The goal of all this is Mushin, in Musashi's Void chapter. It is also Sun Tzu's acme of battle skill, through knowing oneself and one's enemy.

Others have called it a machine, where they feel like they are remotely controlling their body and feeling emotions indirectly and very weakly. Still others do not recall what they did or even why, while others believe they did things they didn't do, and did so for reasons that didn't exist.
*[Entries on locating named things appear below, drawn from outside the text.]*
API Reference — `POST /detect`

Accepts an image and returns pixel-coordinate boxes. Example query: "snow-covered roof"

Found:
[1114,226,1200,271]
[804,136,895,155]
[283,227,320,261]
The only thing that matters is victory in strategy supported by tactics, under the correct logistical preparation. Most force threats to humans these days are easily solved with a little preparation. But the idea of ultimate battle skill is to not just handle the small problems, but the big problems as well. When everything is against you, numbers and military force outnumbers your side more than 10 to 1, yet you still pull a victory out of the chaos, without killing 3/4ths of your allies, is something to be aspired to.

A person that takes .7 seconds to make a decision every OODA cycle and has 50% more OODA cycles, is going to be hopelessly outclassed by the person that takes .5 seconds to make a decision every OODA cycle and has 10% less OODA cycles than their enemies. Put in another context, the person with the .7 reaction time is going to be behind the .5 reaction time guy by 20 critically crippling attacks when their total movements reach 100. Which is another way of saying that for every 5 things .7 guy does, .5 guy has done 6 things. Always one step ahead. Until checkmate. Time is a hard thing to buy in war.

In reality, a person that freezes and tries to think about a situation due to lack of confidence on how to solve it, usually has 2-5+ seconds of delay time. How many attacks and destructive techniques can the .5 guy use in 2-5 seconds?